- Also known as: Cómo cazar a un monstruo
- Genre: Documentary True crime
- Created by: Carles Tamayo
- Written by: Carles Tamayo Ramón Campos
- Directed by: Carles Tamayo
- Starring: Carles Tamayo Lluís Gros
- Music by: Federico Jusid
- Country of origin: Spain
- Original languages: Spanish Catalan
- No. of episodes: 3

Production
- Editors: Jorge García Soto Pablo Barce
- Running time: 55 minutes per episode

Original release
- Network: Amazon Prime Video
- Release: 6 September 2024

= Hunting a Monster =

Documentary miniseries by Carles Tamayo

Hunting a Monster (Cómo cazar a un monstruo, lit. 'How to Hunt a Monster') is a 2024 documentary miniseries directed by Spanish journalist and YouTuber Carles Tamayo.

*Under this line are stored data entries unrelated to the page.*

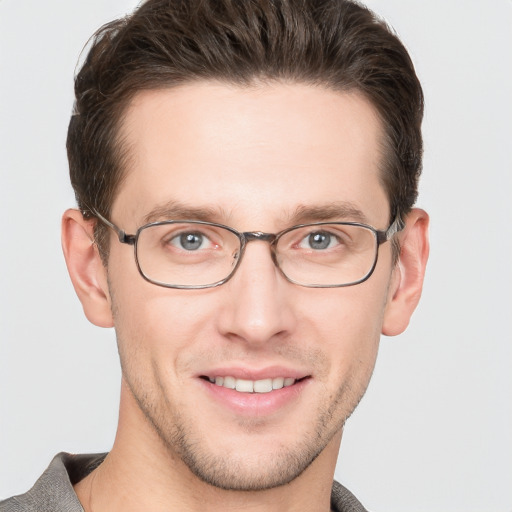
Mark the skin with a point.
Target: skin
(253, 156)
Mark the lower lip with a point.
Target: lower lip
(256, 404)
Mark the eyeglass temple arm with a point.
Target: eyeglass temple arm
(123, 237)
(396, 226)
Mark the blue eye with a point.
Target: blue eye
(319, 241)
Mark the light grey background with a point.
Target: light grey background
(434, 432)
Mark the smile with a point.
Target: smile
(252, 386)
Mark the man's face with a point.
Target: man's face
(251, 158)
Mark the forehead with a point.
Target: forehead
(251, 153)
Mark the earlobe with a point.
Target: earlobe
(88, 275)
(407, 283)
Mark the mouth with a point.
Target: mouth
(252, 386)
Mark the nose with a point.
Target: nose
(257, 306)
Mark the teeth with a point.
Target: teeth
(252, 386)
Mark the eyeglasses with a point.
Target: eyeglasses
(194, 254)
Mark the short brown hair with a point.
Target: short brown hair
(338, 44)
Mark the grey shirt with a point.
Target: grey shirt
(53, 492)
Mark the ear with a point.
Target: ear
(407, 281)
(85, 268)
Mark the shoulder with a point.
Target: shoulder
(342, 500)
(54, 488)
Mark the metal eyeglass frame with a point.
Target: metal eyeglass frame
(381, 236)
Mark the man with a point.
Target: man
(262, 159)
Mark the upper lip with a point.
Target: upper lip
(269, 372)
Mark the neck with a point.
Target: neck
(141, 473)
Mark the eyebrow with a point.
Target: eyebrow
(339, 210)
(303, 214)
(175, 210)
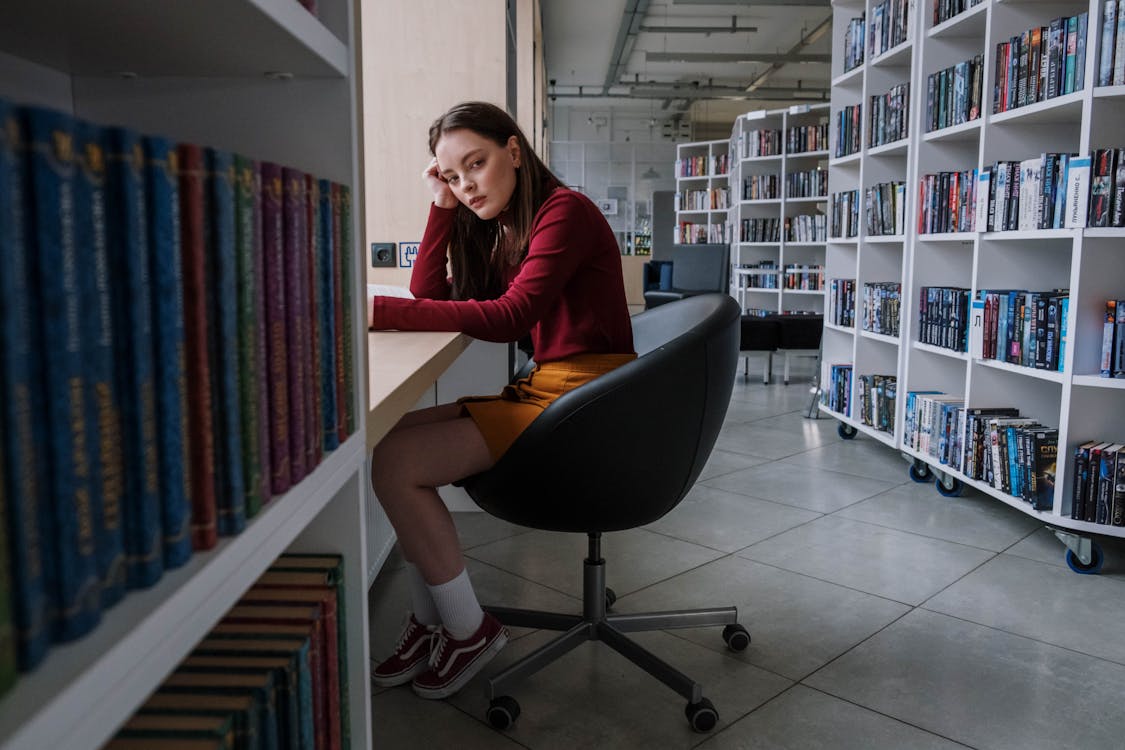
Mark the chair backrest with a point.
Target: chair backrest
(623, 450)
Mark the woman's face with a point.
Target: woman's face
(480, 173)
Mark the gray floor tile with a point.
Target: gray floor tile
(806, 487)
(882, 561)
(633, 558)
(594, 698)
(975, 520)
(1002, 592)
(797, 623)
(727, 521)
(801, 719)
(981, 686)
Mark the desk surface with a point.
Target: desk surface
(401, 367)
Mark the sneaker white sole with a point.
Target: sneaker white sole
(471, 670)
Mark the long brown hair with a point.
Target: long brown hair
(478, 253)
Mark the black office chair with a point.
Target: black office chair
(618, 453)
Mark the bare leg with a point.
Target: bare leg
(425, 450)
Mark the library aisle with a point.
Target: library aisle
(883, 615)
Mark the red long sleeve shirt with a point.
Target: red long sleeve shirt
(568, 291)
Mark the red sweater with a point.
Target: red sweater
(567, 292)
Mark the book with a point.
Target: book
(162, 200)
(75, 590)
(197, 358)
(104, 412)
(223, 342)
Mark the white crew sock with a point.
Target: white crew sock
(424, 610)
(458, 607)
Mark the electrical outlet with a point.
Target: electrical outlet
(384, 255)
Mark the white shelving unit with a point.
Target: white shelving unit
(702, 195)
(261, 78)
(773, 296)
(1089, 262)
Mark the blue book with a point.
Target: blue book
(162, 199)
(326, 310)
(77, 589)
(20, 404)
(223, 341)
(102, 407)
(133, 346)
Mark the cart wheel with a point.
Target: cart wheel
(1096, 560)
(948, 486)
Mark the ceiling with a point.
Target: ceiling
(705, 61)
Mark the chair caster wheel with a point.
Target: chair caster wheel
(736, 636)
(702, 715)
(611, 598)
(503, 712)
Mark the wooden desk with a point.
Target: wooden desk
(401, 367)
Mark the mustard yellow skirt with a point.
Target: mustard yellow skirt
(501, 418)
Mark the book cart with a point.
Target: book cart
(702, 193)
(1086, 261)
(269, 80)
(761, 247)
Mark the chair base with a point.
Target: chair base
(594, 624)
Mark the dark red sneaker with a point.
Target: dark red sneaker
(455, 662)
(411, 657)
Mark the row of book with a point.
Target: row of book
(271, 675)
(946, 9)
(761, 187)
(854, 44)
(881, 306)
(889, 116)
(810, 183)
(953, 95)
(848, 130)
(1098, 489)
(875, 400)
(1113, 340)
(1042, 63)
(1020, 327)
(947, 202)
(176, 352)
(807, 138)
(842, 303)
(943, 317)
(1112, 61)
(702, 200)
(844, 220)
(690, 233)
(837, 392)
(759, 231)
(807, 227)
(884, 208)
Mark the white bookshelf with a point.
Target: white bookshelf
(278, 84)
(745, 164)
(702, 196)
(1089, 262)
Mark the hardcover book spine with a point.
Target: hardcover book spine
(244, 234)
(77, 589)
(231, 488)
(327, 313)
(24, 452)
(294, 219)
(277, 348)
(104, 413)
(167, 272)
(200, 426)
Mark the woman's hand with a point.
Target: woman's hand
(442, 196)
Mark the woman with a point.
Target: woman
(528, 255)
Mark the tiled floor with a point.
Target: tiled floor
(883, 615)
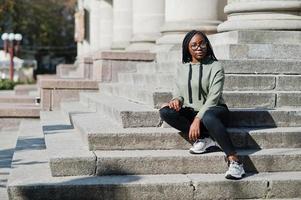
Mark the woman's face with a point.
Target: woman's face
(197, 48)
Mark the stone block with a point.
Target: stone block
(289, 82)
(250, 99)
(210, 187)
(261, 66)
(265, 118)
(249, 82)
(288, 99)
(255, 37)
(124, 55)
(258, 51)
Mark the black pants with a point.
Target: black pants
(214, 121)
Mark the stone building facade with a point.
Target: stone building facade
(145, 24)
(148, 24)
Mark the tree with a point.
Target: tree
(47, 26)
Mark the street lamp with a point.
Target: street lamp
(11, 45)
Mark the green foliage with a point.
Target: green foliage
(7, 84)
(46, 24)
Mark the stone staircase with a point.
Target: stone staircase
(107, 145)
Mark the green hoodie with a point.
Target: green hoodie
(212, 82)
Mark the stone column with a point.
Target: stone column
(148, 17)
(122, 23)
(183, 16)
(99, 25)
(262, 15)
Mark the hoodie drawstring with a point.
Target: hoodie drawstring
(189, 82)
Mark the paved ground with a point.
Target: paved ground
(7, 144)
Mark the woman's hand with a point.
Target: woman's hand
(195, 129)
(175, 104)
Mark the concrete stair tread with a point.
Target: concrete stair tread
(72, 107)
(268, 51)
(107, 126)
(118, 103)
(35, 182)
(109, 135)
(19, 110)
(12, 98)
(63, 141)
(145, 88)
(261, 92)
(169, 162)
(181, 153)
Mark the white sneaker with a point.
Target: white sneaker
(235, 171)
(202, 146)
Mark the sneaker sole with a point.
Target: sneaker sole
(208, 150)
(229, 176)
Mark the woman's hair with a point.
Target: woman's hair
(186, 57)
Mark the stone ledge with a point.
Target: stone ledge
(68, 84)
(124, 55)
(19, 110)
(24, 89)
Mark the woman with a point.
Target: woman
(198, 108)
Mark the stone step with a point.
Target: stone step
(262, 99)
(31, 178)
(258, 51)
(62, 140)
(129, 162)
(232, 81)
(280, 117)
(25, 89)
(236, 66)
(69, 108)
(32, 184)
(108, 135)
(24, 110)
(154, 96)
(234, 99)
(124, 111)
(17, 99)
(262, 82)
(262, 66)
(164, 67)
(255, 37)
(132, 114)
(147, 79)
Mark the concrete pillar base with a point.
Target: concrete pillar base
(174, 32)
(262, 15)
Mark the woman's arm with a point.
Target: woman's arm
(215, 92)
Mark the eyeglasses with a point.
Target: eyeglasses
(195, 46)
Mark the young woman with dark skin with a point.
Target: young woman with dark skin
(205, 116)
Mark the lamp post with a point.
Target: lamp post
(11, 45)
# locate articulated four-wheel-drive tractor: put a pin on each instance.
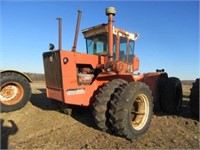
(104, 78)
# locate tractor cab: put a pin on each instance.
(97, 42)
(123, 43)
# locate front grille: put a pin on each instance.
(52, 69)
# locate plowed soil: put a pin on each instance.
(39, 125)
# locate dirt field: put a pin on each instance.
(40, 125)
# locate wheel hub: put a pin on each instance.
(8, 92)
(140, 112)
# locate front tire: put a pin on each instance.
(131, 110)
(15, 91)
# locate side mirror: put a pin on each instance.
(51, 47)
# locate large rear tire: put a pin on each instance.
(171, 96)
(131, 110)
(194, 98)
(15, 91)
(101, 103)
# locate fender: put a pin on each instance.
(18, 72)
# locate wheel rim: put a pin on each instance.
(11, 93)
(139, 112)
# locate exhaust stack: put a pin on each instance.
(59, 33)
(110, 12)
(77, 31)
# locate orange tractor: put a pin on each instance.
(104, 78)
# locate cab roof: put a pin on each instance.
(103, 29)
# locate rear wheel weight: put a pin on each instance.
(15, 91)
(101, 104)
(131, 110)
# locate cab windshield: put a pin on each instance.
(98, 45)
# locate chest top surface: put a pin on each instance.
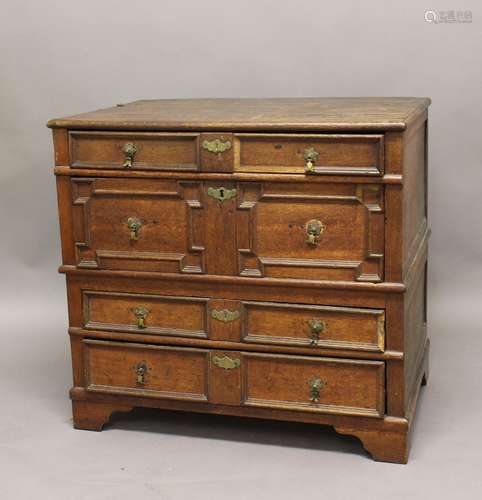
(280, 114)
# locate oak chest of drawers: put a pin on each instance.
(261, 258)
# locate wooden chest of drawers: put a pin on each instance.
(261, 258)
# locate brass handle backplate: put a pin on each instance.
(134, 224)
(221, 194)
(310, 156)
(314, 228)
(141, 314)
(316, 327)
(225, 315)
(226, 362)
(217, 146)
(141, 370)
(129, 149)
(316, 384)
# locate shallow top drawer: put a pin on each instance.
(124, 151)
(348, 154)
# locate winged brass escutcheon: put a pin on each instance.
(217, 146)
(310, 155)
(129, 149)
(225, 315)
(221, 193)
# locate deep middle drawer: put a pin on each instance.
(236, 321)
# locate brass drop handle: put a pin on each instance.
(316, 327)
(141, 370)
(129, 149)
(316, 384)
(314, 228)
(310, 155)
(134, 224)
(226, 362)
(141, 314)
(224, 315)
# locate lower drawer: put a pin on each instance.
(303, 383)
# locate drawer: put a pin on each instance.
(313, 231)
(124, 151)
(313, 326)
(310, 153)
(170, 151)
(300, 383)
(145, 313)
(146, 370)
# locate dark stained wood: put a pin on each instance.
(290, 114)
(231, 285)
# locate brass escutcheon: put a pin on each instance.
(225, 315)
(221, 193)
(216, 146)
(316, 327)
(226, 362)
(310, 155)
(129, 149)
(141, 370)
(314, 228)
(134, 224)
(316, 384)
(141, 314)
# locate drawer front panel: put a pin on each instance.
(152, 371)
(330, 154)
(314, 384)
(314, 326)
(142, 151)
(311, 231)
(323, 385)
(145, 314)
(138, 224)
(252, 322)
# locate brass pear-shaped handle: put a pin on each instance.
(310, 155)
(314, 228)
(140, 314)
(316, 384)
(141, 370)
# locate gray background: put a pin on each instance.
(59, 58)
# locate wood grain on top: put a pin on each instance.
(287, 114)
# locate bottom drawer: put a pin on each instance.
(301, 383)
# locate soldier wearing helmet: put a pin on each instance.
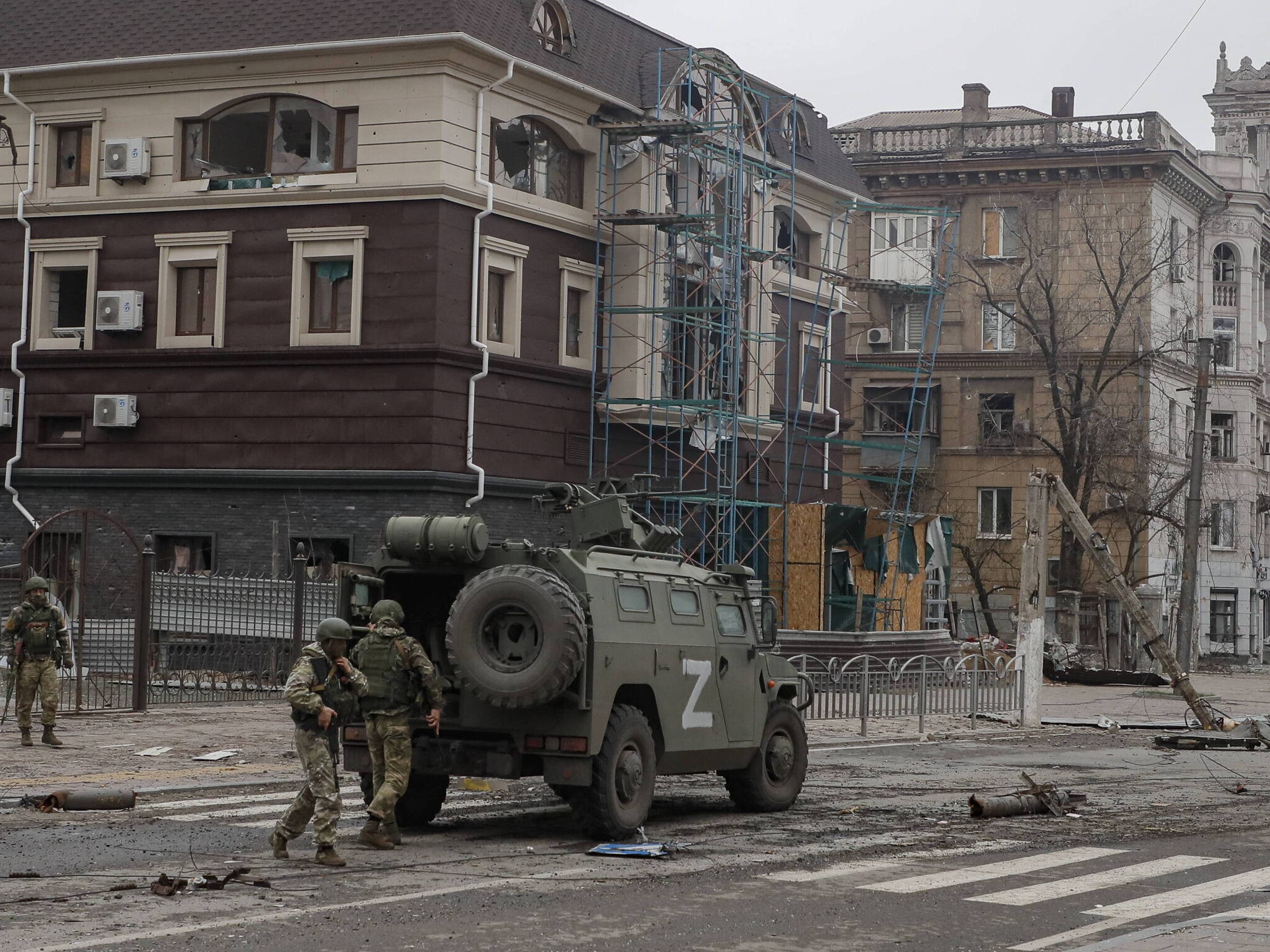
(36, 643)
(323, 692)
(399, 672)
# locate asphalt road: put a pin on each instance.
(879, 853)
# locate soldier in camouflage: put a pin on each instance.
(398, 671)
(323, 692)
(36, 644)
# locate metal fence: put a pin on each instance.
(865, 687)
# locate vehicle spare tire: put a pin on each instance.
(516, 637)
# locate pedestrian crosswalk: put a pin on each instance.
(1057, 875)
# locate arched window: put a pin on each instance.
(269, 136)
(528, 156)
(550, 26)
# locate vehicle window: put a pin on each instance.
(633, 598)
(732, 621)
(685, 602)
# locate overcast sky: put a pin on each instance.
(851, 59)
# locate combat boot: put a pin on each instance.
(279, 845)
(327, 856)
(372, 838)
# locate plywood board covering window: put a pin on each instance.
(327, 285)
(192, 274)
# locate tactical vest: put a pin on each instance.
(379, 658)
(39, 631)
(333, 695)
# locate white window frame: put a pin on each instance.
(996, 504)
(507, 258)
(821, 335)
(47, 125)
(578, 276)
(61, 254)
(202, 249)
(1001, 339)
(309, 245)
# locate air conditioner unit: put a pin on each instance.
(115, 410)
(879, 335)
(126, 159)
(119, 310)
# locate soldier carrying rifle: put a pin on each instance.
(36, 644)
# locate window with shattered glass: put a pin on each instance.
(528, 156)
(269, 136)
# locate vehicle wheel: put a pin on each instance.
(516, 637)
(621, 787)
(773, 777)
(422, 800)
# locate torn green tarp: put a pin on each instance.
(845, 524)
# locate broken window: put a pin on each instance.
(549, 27)
(528, 156)
(1222, 435)
(1001, 233)
(996, 419)
(269, 136)
(74, 155)
(794, 244)
(996, 512)
(196, 301)
(889, 409)
(999, 325)
(1222, 610)
(331, 296)
(185, 554)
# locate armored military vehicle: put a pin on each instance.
(597, 665)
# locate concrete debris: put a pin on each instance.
(1035, 799)
(216, 754)
(88, 800)
(168, 887)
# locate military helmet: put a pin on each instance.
(334, 630)
(387, 608)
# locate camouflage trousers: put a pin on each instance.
(389, 741)
(319, 799)
(37, 675)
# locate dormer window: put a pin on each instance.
(269, 136)
(550, 26)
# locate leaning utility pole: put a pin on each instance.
(1194, 503)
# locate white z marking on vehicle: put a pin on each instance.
(692, 718)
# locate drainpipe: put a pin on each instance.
(479, 174)
(21, 410)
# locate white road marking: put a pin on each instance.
(856, 866)
(1194, 895)
(992, 871)
(284, 914)
(1162, 903)
(1043, 892)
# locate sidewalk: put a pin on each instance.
(100, 748)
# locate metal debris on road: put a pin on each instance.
(88, 800)
(1035, 799)
(215, 754)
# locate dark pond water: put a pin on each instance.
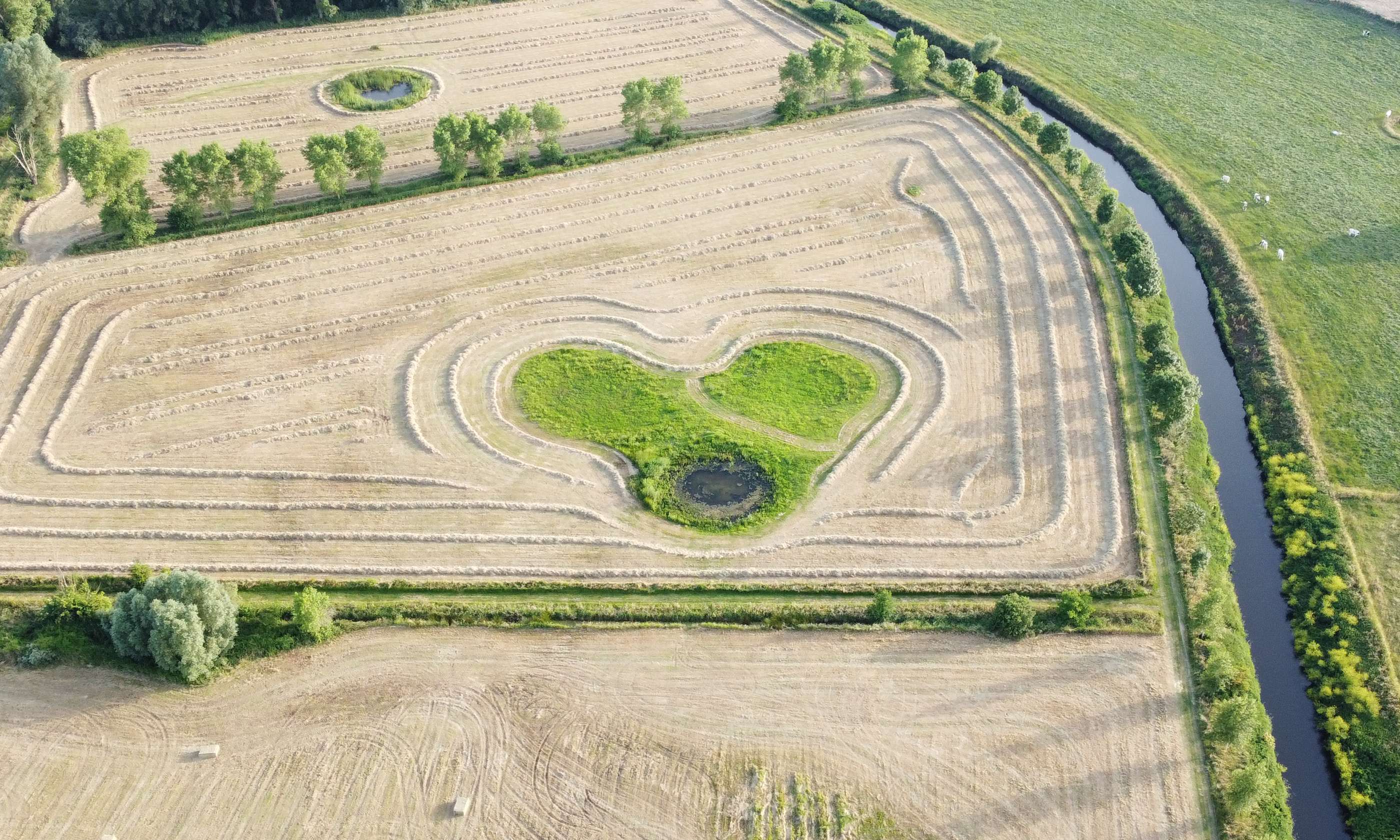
(394, 93)
(724, 489)
(1316, 808)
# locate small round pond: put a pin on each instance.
(384, 95)
(724, 489)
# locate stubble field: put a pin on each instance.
(334, 395)
(576, 53)
(634, 734)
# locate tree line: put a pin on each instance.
(112, 173)
(84, 25)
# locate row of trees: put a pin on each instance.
(457, 139)
(820, 73)
(83, 25)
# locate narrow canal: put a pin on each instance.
(1258, 579)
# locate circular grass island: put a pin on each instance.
(380, 88)
(694, 467)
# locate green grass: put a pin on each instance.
(349, 90)
(797, 387)
(650, 418)
(1255, 88)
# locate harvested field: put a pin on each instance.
(334, 395)
(630, 736)
(576, 53)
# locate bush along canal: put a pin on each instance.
(1258, 575)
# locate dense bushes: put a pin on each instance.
(180, 621)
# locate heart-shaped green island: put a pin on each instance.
(786, 404)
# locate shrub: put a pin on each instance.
(79, 607)
(180, 621)
(1108, 208)
(1073, 160)
(1012, 101)
(312, 614)
(882, 608)
(988, 87)
(986, 48)
(1130, 243)
(961, 72)
(1076, 608)
(1014, 617)
(1052, 139)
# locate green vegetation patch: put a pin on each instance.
(349, 91)
(797, 387)
(650, 418)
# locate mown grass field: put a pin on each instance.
(1254, 90)
(797, 387)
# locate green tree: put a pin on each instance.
(1012, 101)
(1073, 160)
(514, 126)
(797, 83)
(486, 143)
(668, 107)
(882, 608)
(1108, 208)
(330, 164)
(180, 177)
(23, 18)
(826, 67)
(937, 59)
(636, 108)
(1129, 243)
(32, 95)
(366, 153)
(216, 177)
(986, 49)
(550, 122)
(258, 173)
(1054, 139)
(1076, 608)
(988, 87)
(110, 170)
(452, 143)
(312, 615)
(1143, 275)
(1014, 617)
(1174, 392)
(910, 62)
(961, 72)
(1234, 720)
(181, 621)
(856, 58)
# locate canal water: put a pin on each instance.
(1258, 579)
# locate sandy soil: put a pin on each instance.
(576, 53)
(620, 736)
(334, 395)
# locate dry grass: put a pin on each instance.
(620, 736)
(310, 395)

The series investigates the case of Lluís Gros, a cinema manager from El Masnou, Spain, who was sentenced to 24 years in prison but remained free for an extended period of time. The series was awarded a Premio Ondas and was released by Amazon Prime Video on September 6, 2024.

== Plot ==
Former cinema manager Lluís Gros Martin, already convicted of sexually abusing minors and sentenced to 24 years in prison, reaches out to well-known YouTuber Carles Tamayo, an old acquaintance of his from Tamayo's childhood years. Gros contacts Tamayo portraying himself as an innocent man, requesting a documentary to exonerate himself. Tamayo initially refuses, but later decides to follow up on him, after Gros had managed to evade prison for a few months following his sentencing. Over time, Tamayo collects testimonies from Gros's victims, exposing years of predatory behavior, manipulation, and sexual abuse concealed behind Gros's facade of respect in his community.

Tamayo spends several months investigating the case, conducting interviews, and observing Gros as he continues to live a carefree life in his hometown.. The situation suddenly escalates when a warrant for Gros's arrest is issued by the Spanish police. Gros disappears, evading authorities and leaving Tamayo and the victims in a race to track him down. Eventually, through persistent efforts to reunite, Tamayo meets Gros and calls the police to have him arrested. Gros flees the scene after he is made aware that the police were on their way to arrest him, initially avoiding capture due to errors in the preparation of the arrest warrant. The documentary concludes with Gros’s arrest. He is taken into the back of a police car and subsequently transferred to prison, where he begins serving his sentence.

== Episodes ==
The miniseries consists of three episodes, all of which reference the Spanish title of some famous movies, namely A Monster Calls, Bad Education, and The Great Escape.

| No. | Title | Directed by | Written by | Original release date | Production code | Running time |
| 1 | "The Monster Wants to See Me" | Carles Tamayo | Carles Tamayo and Ramón Campos | September 6, 2024 | #YOMOIO1 | 55 minutes |
Lluís Gros, sentenced to 24 years in jail for child abuse at a cinema in El Masnou, asks YouTuber Carles Tamayo to make a documentary about his case to prove his "innocence." Tamayo contacts the plaintiffs and discovers that the incidents leading to Lluís's conviction are part of a longer criminal record spanning over several years.
| 2 | "Bad Education" | Carles Tamayo | Carles Tamayo and Ramón Campos | September 6, 2024 | #YOMOIO2 | 53 minutes |
Despite having a final sentence, Gros remains free. Tamayo continues his investigation, meeting with Lluís to understand the situation, and uncovers that Lluís is devising a plan to escape justice. When an arrest warrant is issued against Gros, he disappears.
| 3 | "A Great Escape" | Carles Tamayo | Carles Tamayo and Ramón Campos | September 6, 2024 | #YOMOIO3 | 55 minutes |
Gros's whereabouts are unknown, suggesting he might have evaded prison. Tamayo persuades him to meet for a final scene in the documentary and devises a plan to ensure Gros is arrested.